Nina Mae McKinney: The Black Garbo

A tribute today to pathbreaking African-American actress Nina Mae McKinney (1912-1967).

Originally from Lancaster, South Carolina, she moved to New York where her good looks, and singing and dancing ability got her stage work almost immediately. At only 16 she was in the chorus of Blackbirds of 1928, starring Bill “Bojangles” Robinson and Adelaide Hall. This brought her to the attention of King Vidor, who gave her a principal role as the seductress “Chick” in his seminal all-Black musical film Hallelujah (1929). This is when a critic dubbed her “The Black Garbo.”

This rapid success had to have seemed too easy — and it was.  Critically acclaimed as Hallelujah was, it was a bit of an anomaly at the time. Though McKinney was signed to a contract by MGM (the first African American actress to get to do so with a major studio, just as she had been the first to land a principal role in a Hollywood film), the studio didn’t have many roles for her. This was an age when the studios were not telling African American stories, or even allowing African Americans significant roles WITHIN stories.
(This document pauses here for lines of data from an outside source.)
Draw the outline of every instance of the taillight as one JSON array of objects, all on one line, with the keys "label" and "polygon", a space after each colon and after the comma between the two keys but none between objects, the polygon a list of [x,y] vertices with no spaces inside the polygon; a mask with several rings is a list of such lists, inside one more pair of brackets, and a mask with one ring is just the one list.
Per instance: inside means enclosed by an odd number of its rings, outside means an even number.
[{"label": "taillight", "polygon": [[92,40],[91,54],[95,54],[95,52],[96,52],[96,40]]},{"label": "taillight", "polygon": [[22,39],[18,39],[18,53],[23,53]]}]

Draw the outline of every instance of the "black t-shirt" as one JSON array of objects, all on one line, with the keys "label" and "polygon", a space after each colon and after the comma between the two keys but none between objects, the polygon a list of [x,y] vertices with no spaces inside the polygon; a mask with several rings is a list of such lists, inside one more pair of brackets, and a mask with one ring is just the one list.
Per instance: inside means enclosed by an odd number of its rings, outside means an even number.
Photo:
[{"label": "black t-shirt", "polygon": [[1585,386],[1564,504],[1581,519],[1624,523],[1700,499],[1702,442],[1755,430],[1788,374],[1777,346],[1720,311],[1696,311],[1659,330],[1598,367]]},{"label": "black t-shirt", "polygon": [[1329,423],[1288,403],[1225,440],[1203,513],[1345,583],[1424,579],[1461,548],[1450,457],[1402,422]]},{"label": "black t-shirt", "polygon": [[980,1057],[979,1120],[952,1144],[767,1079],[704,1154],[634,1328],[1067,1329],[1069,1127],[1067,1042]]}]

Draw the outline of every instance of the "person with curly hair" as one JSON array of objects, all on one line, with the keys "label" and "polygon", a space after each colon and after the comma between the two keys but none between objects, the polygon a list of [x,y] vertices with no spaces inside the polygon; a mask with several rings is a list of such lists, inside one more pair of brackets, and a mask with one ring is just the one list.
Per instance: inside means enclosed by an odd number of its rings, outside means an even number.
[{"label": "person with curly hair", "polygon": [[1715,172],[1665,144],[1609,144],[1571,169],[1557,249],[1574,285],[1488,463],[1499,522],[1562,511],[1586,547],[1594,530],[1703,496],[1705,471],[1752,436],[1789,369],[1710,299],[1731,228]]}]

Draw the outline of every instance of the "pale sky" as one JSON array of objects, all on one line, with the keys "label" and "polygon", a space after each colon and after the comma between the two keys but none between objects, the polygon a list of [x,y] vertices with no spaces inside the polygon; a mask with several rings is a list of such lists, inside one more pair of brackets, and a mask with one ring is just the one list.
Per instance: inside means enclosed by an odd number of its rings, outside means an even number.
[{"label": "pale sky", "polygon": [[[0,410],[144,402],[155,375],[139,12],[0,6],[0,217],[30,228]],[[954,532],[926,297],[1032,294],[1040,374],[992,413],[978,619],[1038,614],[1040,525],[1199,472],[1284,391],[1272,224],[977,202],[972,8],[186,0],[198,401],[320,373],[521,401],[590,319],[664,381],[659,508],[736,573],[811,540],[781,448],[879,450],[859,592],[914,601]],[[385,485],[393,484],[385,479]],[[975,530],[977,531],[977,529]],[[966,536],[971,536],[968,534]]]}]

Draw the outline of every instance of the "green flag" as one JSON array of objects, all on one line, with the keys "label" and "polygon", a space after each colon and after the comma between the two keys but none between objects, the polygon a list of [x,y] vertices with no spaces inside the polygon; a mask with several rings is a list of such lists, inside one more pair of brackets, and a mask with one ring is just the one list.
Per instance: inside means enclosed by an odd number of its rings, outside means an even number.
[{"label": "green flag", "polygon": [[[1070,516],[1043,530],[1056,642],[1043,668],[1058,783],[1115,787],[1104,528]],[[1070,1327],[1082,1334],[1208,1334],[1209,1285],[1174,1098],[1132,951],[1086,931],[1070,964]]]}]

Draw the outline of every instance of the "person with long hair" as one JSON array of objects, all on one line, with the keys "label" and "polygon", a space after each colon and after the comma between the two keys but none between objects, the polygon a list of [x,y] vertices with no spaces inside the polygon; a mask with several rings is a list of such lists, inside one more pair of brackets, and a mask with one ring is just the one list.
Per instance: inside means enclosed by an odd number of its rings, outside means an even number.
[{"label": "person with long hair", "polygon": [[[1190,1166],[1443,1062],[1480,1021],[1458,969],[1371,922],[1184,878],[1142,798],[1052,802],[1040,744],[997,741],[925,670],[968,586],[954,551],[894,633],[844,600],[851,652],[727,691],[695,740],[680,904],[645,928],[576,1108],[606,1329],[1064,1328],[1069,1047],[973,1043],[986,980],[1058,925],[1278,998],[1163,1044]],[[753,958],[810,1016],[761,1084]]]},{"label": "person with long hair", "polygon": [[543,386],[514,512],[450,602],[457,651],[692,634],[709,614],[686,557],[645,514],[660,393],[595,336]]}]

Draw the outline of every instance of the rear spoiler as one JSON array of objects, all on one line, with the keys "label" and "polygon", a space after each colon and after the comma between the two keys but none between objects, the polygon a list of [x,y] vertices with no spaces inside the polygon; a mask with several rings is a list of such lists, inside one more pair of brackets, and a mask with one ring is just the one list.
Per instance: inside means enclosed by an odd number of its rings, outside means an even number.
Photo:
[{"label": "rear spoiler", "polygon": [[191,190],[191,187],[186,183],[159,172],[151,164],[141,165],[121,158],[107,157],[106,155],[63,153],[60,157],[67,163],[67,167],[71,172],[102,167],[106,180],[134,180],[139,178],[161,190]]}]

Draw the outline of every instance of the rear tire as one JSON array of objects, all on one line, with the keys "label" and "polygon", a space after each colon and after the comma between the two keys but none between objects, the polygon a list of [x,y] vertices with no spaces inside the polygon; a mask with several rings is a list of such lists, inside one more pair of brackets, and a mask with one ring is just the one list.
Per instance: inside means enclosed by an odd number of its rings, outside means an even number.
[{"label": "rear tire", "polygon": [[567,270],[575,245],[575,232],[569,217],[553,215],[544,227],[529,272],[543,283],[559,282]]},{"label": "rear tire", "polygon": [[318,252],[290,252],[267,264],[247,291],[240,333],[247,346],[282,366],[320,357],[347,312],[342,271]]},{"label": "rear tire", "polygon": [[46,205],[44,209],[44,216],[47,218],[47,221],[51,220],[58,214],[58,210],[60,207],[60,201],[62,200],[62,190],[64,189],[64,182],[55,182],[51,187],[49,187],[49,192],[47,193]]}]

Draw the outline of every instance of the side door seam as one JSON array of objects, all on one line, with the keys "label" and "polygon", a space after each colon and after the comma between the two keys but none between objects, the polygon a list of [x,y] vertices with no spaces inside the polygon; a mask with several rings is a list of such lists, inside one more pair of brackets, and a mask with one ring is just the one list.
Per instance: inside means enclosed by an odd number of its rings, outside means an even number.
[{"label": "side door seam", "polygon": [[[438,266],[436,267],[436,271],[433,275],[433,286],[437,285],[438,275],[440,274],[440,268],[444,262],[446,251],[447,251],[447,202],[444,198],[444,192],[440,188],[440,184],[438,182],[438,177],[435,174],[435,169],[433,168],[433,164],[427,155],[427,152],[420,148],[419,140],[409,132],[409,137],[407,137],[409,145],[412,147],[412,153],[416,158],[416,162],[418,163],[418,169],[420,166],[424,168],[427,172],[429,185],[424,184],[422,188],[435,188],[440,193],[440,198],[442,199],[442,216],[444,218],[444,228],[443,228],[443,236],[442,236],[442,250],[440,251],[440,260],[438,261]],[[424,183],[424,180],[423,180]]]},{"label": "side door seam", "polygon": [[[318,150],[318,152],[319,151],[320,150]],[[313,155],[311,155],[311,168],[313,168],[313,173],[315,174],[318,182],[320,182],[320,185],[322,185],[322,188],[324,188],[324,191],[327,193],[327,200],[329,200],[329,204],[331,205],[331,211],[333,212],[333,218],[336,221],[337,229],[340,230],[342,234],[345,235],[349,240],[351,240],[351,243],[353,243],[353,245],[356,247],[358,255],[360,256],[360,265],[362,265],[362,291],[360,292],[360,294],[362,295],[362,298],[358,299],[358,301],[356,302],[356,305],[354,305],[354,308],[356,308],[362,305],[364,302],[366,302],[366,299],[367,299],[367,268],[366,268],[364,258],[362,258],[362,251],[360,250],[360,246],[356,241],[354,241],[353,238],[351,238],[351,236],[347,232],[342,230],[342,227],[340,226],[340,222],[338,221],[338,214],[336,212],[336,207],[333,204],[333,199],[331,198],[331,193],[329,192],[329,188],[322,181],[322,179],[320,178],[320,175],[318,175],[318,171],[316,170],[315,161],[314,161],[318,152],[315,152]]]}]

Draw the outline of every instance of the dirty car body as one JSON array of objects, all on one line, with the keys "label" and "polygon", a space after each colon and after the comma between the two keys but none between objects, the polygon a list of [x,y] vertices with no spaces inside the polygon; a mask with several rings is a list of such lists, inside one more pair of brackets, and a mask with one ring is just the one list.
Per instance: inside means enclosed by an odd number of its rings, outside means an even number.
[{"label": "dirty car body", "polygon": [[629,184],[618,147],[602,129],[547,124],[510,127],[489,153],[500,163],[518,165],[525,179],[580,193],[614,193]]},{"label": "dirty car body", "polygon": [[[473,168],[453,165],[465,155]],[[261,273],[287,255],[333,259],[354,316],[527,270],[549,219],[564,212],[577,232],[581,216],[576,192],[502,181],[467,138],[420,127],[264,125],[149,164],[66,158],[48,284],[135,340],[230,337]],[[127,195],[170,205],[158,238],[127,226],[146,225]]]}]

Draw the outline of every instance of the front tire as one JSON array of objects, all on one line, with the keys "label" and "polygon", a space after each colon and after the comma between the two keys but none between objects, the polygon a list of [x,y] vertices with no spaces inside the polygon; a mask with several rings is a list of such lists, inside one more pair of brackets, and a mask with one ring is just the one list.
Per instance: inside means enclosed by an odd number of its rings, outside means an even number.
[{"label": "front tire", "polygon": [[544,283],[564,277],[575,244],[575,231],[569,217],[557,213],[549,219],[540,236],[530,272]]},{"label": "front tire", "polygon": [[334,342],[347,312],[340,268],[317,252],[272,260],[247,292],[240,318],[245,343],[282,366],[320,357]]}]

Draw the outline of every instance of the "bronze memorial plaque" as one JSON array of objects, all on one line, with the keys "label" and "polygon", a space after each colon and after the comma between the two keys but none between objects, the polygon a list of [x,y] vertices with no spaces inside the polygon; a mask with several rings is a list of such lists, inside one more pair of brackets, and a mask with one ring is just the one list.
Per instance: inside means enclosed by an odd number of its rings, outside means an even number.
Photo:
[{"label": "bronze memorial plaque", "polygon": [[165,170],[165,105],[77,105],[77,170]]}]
Still McKinney must have had enormous grit and determination, for she worked prettily steadily for another two decades. She’s in the musical short Manhattan Serenade (1929) with Raymond Hackett and the Brox Sisters. She sings a number in Van and Schenck’s 1930 feature They Learned About Women. William Wellman cast her in his crime film Safe in Hell (1931), which was set on a Caribbean island. The musical short Pie, Pie, Blackbird (1932) put her on a bill with Eubie Blake and the Nicholas BrothersBlood Money (1933) was Judith Anderson’s first film, and featured Blossom Seeley, but McKinney was relegated to a walk-on part as a maid.

Meanwhile McKinney returned to Broadway for a featured turn in Ballyhoo of 1932. This led to an exciting period as a live entertainer. She went to Paris in December 1932, where she performed in cabarets like Chez Florence. In February 1933 she starred in a London revue called Chocolate and Cream. This led to British films. She had an uncredited turn in the musical Kentucky Minstrels (1934), but got terrific reviews. Following this she was given 3rd billing in Sanders of the River (1935) opposite Paul Robeson. While in London, she also sang on radio,and appeared in some very early experimental tv productions.

At the same time, she managed to do some work in Hollywood. As World War Two drew closer, she moved back permanently, appearing in films pretty much as before. In Reckless (1935) with William Powell and Jean Harlow she is a nightclub singer. She gets star billing in the all-black musical short The Black Network (1936) with the Nicholas Brothers, Amanda Randolph and others. Race films kept her going for a time. She got star billing in Gang Smashers (1938) and the zombie film The Devil’s Daughter (1939). Then came the music short Swannee Showboat (1940) with Pigmeat Markham.

The forties were leaner times for McKinney. She had walk-ons as maids in four successive films: Dark Waters (1944), Together Again (1944), The Power of the Whistler (1945), and Night Train to Memphis (1946). She gets decent billing as herself in the Mantan Moreland comedy Mantan Messes Up (1946), with Buck and Bubbles and others. She has a decent role in Elia Kazan’s pathbreaking Pinky (1949) with Jeanne Craine, Ethel Waters and Ethel Barrymore. Her last film part was as an uncredited extra in the western Copper Canyon (1950). Her last stage role was as Sadie Thompson in a summer stock production of Rain in 1951.

After this she appears to have lived for a while in Athens (Greece, not Georgia), where she had previously spent some time in the ’30s. She spent her last years in New York City. Nina Mae McKinney died of a heart attack in 1967 at the age of 54.